«Je suis immensément riche, je suis le plus puissant du royaume après le roi; je serai peut-être un jour roi de France, car, en notre temps, le pouvoir appartient aux plus audacieux. Voulez-vous partager cette puissance et cette richesse, en attendant que je place une couronne sur votre tête?»
Et il ne doutait pas d'éblouir Jeanne de Piennes!
On comprend donc l'immense intérêt qu'avait Damville à ce que le chevalier de Pardaillan, féal de Montmorency, croyait-il, ignorât toujours où se trouvaient Jeanne et Loïse.

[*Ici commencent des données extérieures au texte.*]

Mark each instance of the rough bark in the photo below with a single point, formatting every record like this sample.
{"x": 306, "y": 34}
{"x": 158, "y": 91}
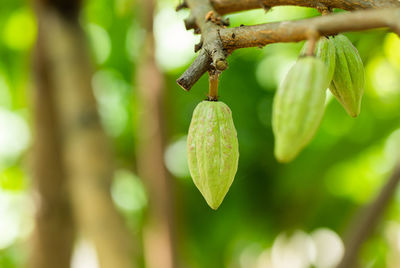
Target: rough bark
{"x": 229, "y": 6}
{"x": 158, "y": 233}
{"x": 212, "y": 53}
{"x": 227, "y": 40}
{"x": 295, "y": 31}
{"x": 53, "y": 237}
{"x": 85, "y": 151}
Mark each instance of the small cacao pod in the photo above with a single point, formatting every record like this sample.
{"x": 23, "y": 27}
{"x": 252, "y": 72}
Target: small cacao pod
{"x": 348, "y": 80}
{"x": 325, "y": 50}
{"x": 213, "y": 150}
{"x": 298, "y": 107}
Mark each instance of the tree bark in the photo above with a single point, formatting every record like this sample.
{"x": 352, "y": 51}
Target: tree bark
{"x": 229, "y": 6}
{"x": 85, "y": 151}
{"x": 53, "y": 236}
{"x": 159, "y": 246}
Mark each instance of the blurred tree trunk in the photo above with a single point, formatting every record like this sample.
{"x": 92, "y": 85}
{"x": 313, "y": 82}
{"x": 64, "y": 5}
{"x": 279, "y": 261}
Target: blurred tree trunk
{"x": 85, "y": 150}
{"x": 53, "y": 237}
{"x": 158, "y": 234}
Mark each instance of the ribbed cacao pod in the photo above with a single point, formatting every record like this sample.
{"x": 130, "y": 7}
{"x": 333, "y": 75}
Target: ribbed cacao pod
{"x": 348, "y": 80}
{"x": 325, "y": 50}
{"x": 298, "y": 107}
{"x": 213, "y": 150}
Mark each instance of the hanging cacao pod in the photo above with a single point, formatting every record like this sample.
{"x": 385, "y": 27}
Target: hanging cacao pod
{"x": 348, "y": 80}
{"x": 325, "y": 50}
{"x": 298, "y": 107}
{"x": 213, "y": 150}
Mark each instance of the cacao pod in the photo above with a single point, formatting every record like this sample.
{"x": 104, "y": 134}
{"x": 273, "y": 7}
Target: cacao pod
{"x": 348, "y": 80}
{"x": 325, "y": 50}
{"x": 298, "y": 107}
{"x": 213, "y": 150}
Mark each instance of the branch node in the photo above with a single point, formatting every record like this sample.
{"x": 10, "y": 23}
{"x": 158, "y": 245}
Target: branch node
{"x": 323, "y": 9}
{"x": 190, "y": 23}
{"x": 181, "y": 6}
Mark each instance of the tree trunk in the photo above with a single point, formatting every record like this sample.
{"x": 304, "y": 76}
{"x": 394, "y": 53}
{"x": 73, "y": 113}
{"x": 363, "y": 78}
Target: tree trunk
{"x": 158, "y": 232}
{"x": 53, "y": 237}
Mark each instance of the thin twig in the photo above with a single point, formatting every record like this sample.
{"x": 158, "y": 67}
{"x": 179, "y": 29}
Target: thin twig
{"x": 229, "y": 6}
{"x": 209, "y": 22}
{"x": 295, "y": 31}
{"x": 367, "y": 220}
{"x": 213, "y": 85}
{"x": 291, "y": 31}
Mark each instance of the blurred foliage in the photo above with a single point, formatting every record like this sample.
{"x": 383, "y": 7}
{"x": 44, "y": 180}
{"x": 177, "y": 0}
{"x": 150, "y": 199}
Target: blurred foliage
{"x": 342, "y": 169}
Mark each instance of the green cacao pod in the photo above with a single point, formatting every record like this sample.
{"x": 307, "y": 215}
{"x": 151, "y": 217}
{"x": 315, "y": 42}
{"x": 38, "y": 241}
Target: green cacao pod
{"x": 213, "y": 150}
{"x": 348, "y": 80}
{"x": 298, "y": 107}
{"x": 325, "y": 50}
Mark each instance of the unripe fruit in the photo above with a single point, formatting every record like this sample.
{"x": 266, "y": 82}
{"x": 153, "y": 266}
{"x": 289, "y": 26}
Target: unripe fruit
{"x": 298, "y": 107}
{"x": 325, "y": 50}
{"x": 213, "y": 150}
{"x": 348, "y": 80}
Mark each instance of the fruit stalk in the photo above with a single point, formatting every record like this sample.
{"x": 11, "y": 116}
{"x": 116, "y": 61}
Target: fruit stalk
{"x": 213, "y": 85}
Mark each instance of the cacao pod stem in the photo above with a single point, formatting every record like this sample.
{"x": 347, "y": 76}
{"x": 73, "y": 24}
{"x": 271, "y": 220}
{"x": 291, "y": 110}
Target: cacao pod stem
{"x": 213, "y": 85}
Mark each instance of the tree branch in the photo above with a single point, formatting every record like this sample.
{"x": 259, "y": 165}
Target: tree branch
{"x": 230, "y": 39}
{"x": 212, "y": 52}
{"x": 229, "y": 6}
{"x": 295, "y": 31}
{"x": 366, "y": 222}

De là, la nécessité de cacher cette retraite au vieux Pardaillan qui n'hésiterait pas à avertir son fils! De là, la fureur du maréchal lorsque d'Aspremont lui eut persuadé que le vieux routier avait suivi la voiture! De là. Sa résolution de le tuer d'abord, de tuer ensuite le fils!
Or, il croyait que le vieux Pardaillan était mort au moment où il quitta Paris pour se rendre à Blois à la suite du roi.
Maintenant on comprend sa stupéfaction, sa rage, et aussi sa terreur de retrouver Pardaillan bien vivant, Pardaillan avec son fils!
Et quelles durent être ses pensées lorsqu'il vit Jeanne elle-même!...
C'était l'écroulement de tout son plan.
Les Pardaillan dénonçant la conspiration, François reprenant Jeanne, il vit tout cela d'un coup d'oeil, et lorsqu'il reprit le chemin de l'hôtel de Mesmes, il était bien résolu à obtenir un ordre du roi, à revenir lui-même faire le siège de la maison, de tuer de sa main les deux Pardaillan.
Il voulait avant tout savoir comment le vieux Pardaillan, qu'il avait laissé pour mort au fond de sa cave, se trouvait parfaitement en vie, et comment Gilles avait pu laisser Jeanne de Piennes s'échapper de chez Alice.